Penetration of Taiwan: The normal elements of Taiwanese espionage cases in fact militate against really successful operations, because the Chinese intelligence services are several steps removed from the information they are trying to get. Many Taiwanese spies provide small selections of documents or their own reports that they can mail or fax to China or hand over to the intermediary. Additionally, very few Taiwanese traitors operate for very long inside Taiwan, suggesting military security and the Ministry of Justice Investigation Bureau are relatively effective. Continuing successes in recruiting spies from senior ranks of the Chinese government also suggest Taiwan maintains some security, or these operations never would have gotten off the ground (“General’s Spy Comments Reveal More Than Just Espionage,” China Brief, September 2, 2011).
There are few easy answers to these questions and certainly none that can be considered authoritative outside the Taiwanese government.
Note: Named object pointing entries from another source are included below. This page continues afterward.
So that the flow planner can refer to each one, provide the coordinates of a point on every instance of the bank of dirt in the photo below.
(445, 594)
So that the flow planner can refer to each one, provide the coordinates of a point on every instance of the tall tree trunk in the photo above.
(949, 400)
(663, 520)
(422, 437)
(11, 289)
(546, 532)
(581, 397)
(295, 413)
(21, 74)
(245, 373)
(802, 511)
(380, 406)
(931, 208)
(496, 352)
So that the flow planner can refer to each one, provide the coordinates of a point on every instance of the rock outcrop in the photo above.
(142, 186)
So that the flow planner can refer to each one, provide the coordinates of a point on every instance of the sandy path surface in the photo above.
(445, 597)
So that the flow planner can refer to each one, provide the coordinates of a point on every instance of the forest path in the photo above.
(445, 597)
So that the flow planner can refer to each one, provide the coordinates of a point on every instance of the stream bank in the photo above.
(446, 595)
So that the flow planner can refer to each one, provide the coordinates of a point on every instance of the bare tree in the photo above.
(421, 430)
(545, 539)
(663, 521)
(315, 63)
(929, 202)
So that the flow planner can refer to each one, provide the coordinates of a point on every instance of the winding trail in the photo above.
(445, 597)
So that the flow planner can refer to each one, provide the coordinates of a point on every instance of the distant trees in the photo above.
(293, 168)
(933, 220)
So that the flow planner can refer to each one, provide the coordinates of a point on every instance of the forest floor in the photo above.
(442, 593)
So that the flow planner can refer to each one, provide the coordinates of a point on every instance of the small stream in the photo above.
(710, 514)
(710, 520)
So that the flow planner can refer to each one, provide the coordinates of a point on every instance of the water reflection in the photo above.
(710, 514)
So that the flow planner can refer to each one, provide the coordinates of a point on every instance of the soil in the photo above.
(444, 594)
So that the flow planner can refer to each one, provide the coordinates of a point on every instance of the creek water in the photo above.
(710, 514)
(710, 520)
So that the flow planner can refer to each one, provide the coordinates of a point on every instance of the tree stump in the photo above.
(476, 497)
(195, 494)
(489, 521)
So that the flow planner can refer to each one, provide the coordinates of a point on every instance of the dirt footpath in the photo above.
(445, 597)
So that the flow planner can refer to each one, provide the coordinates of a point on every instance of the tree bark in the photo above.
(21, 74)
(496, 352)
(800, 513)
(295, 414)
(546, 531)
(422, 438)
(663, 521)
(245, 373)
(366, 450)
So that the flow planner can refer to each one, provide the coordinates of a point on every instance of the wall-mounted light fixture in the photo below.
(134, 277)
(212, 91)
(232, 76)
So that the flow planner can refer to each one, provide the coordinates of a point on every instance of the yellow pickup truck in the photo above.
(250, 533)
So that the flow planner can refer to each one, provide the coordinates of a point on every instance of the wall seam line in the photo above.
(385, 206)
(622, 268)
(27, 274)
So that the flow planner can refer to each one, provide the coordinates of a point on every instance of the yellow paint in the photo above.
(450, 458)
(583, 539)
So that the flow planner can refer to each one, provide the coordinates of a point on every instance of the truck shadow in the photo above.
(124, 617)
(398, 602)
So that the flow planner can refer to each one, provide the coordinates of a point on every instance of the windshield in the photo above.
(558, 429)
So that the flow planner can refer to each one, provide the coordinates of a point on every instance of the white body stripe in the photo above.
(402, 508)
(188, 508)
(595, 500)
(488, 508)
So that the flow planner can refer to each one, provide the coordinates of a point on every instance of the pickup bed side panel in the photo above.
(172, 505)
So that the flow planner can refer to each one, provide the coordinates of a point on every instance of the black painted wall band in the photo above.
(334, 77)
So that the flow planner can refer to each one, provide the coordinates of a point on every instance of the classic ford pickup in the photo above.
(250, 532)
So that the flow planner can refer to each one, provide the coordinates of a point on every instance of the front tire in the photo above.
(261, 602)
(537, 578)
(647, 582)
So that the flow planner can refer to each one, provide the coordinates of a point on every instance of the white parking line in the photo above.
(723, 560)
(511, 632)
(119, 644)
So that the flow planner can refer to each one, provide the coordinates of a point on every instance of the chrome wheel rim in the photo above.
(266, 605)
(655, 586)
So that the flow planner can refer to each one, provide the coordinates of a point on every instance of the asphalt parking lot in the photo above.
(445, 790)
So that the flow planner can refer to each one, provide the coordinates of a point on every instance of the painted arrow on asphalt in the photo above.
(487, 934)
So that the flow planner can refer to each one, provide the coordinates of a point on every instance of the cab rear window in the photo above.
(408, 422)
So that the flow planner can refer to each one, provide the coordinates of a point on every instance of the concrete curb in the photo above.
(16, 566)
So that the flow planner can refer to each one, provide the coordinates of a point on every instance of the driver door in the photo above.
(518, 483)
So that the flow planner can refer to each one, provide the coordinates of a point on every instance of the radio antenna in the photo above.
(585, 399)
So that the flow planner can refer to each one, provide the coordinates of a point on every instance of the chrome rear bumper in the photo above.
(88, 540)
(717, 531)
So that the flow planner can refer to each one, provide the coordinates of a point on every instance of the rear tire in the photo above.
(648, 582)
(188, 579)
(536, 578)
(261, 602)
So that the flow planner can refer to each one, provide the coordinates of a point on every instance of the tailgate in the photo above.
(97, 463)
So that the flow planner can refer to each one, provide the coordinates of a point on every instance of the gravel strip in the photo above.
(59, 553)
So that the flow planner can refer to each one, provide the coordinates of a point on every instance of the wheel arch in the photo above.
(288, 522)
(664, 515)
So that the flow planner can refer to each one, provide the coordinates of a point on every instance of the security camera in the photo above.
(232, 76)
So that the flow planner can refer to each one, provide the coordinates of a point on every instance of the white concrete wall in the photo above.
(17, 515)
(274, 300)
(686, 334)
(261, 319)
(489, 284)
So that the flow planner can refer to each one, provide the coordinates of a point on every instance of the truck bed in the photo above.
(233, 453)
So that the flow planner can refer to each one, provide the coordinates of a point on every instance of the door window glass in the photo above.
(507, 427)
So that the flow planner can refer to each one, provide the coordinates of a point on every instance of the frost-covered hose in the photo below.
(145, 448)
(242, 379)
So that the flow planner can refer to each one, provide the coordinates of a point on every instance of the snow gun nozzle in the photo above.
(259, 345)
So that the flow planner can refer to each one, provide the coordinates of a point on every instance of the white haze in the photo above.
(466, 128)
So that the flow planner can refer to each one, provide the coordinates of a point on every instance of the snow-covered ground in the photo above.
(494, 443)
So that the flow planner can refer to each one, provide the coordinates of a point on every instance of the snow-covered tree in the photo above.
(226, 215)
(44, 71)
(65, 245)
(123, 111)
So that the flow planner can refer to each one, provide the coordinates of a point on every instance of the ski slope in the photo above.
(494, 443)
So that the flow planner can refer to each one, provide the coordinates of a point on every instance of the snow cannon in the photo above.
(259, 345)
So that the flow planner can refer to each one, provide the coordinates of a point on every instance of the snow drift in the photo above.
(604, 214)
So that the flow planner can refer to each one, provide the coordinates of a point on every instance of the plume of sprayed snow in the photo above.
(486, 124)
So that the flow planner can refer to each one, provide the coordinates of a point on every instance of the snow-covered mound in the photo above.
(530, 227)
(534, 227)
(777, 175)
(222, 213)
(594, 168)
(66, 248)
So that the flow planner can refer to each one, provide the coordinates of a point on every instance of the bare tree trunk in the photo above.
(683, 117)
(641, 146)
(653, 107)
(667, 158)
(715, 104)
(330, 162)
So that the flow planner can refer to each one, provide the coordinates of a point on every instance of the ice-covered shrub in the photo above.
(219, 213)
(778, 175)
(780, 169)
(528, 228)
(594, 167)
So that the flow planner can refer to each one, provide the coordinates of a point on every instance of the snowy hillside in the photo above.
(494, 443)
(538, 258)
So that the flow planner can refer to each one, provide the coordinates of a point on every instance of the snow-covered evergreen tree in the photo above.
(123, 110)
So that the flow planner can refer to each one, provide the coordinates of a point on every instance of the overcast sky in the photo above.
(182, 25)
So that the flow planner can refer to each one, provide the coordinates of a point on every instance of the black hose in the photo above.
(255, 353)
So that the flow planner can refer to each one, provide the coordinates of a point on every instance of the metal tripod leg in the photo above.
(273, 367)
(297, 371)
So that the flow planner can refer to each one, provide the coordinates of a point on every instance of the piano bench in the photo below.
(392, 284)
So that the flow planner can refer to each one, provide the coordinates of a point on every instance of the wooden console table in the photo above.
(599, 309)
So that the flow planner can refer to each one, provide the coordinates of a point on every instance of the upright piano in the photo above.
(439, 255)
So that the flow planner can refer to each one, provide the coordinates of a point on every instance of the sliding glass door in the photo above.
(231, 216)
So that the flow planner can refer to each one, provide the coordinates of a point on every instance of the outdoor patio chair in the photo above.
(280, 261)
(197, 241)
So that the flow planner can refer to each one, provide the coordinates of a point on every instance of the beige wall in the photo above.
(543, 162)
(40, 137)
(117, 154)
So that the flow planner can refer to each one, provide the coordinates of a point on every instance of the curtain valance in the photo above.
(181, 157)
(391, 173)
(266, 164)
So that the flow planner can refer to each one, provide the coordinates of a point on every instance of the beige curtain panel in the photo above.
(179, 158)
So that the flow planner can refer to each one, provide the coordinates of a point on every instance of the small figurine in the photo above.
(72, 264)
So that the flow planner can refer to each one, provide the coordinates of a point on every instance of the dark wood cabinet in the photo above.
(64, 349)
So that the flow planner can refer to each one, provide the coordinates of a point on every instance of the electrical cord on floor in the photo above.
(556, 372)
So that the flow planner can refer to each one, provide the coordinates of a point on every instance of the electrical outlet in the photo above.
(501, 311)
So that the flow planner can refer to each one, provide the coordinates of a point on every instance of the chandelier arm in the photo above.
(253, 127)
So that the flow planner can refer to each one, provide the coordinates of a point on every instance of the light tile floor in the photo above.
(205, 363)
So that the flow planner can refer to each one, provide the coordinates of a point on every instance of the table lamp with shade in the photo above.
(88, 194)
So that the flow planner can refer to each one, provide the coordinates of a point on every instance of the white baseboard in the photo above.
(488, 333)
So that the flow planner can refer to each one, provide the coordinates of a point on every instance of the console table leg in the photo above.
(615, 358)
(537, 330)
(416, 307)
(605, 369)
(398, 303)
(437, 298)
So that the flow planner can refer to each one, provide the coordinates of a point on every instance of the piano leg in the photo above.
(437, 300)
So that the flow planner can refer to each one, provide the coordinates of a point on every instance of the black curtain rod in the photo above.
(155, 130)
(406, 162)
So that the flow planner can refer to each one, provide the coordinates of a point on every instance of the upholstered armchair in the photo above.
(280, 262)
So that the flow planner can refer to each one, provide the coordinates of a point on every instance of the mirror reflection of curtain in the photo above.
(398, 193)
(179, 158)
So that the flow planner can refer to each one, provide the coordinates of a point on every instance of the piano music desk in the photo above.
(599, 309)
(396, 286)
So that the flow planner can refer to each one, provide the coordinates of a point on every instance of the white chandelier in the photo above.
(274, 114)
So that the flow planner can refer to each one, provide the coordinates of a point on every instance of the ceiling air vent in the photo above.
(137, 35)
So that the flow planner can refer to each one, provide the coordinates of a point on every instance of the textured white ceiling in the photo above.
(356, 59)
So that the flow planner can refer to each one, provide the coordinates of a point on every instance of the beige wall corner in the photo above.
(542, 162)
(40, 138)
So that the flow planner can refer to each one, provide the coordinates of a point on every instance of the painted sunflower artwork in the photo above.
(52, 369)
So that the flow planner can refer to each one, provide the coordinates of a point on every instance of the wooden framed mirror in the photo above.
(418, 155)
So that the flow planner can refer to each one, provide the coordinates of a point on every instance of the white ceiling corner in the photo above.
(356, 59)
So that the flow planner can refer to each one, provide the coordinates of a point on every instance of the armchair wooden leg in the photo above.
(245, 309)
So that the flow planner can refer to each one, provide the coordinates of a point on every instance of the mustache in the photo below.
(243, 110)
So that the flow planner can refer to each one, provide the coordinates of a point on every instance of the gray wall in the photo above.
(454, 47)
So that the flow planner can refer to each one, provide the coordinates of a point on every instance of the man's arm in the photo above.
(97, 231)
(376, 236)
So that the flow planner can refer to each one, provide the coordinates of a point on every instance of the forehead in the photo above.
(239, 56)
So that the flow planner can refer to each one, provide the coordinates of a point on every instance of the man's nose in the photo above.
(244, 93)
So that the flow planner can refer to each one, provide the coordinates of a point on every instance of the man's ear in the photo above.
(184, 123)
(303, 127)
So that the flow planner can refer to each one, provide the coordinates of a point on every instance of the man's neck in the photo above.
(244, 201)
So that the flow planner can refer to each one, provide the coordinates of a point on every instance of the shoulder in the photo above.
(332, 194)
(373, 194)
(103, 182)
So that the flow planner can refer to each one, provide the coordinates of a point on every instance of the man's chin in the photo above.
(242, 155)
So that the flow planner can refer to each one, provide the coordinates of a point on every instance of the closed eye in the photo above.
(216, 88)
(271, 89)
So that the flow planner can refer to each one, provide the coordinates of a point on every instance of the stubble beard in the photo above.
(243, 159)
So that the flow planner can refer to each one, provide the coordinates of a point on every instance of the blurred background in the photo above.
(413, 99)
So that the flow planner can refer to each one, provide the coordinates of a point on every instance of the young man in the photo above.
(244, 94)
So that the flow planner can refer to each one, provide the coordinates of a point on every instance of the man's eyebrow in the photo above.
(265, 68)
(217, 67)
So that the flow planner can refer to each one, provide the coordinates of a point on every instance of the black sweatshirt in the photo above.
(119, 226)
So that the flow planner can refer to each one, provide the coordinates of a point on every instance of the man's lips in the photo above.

For those governments and individuals concerned about Taiwan’s security, a little more conscious evaluation probably is in order before throwing up one’s hands entirely. Public answers about the damage of espionage must necessarily be circumspect lest still valuable intelligence methods become widely known; however, Taipei probably should remember the value of reassuring its allies in private.
Notes:
Phillip Saunders and Joshua Wiseman, “Buy, Build, or Steal: China’s Quest for Advanced Military Aviation Technologies,” China Strategic Perspectives, No. 4, National Defense University, Center for the Study of Chinese Military Affairs, December 2011.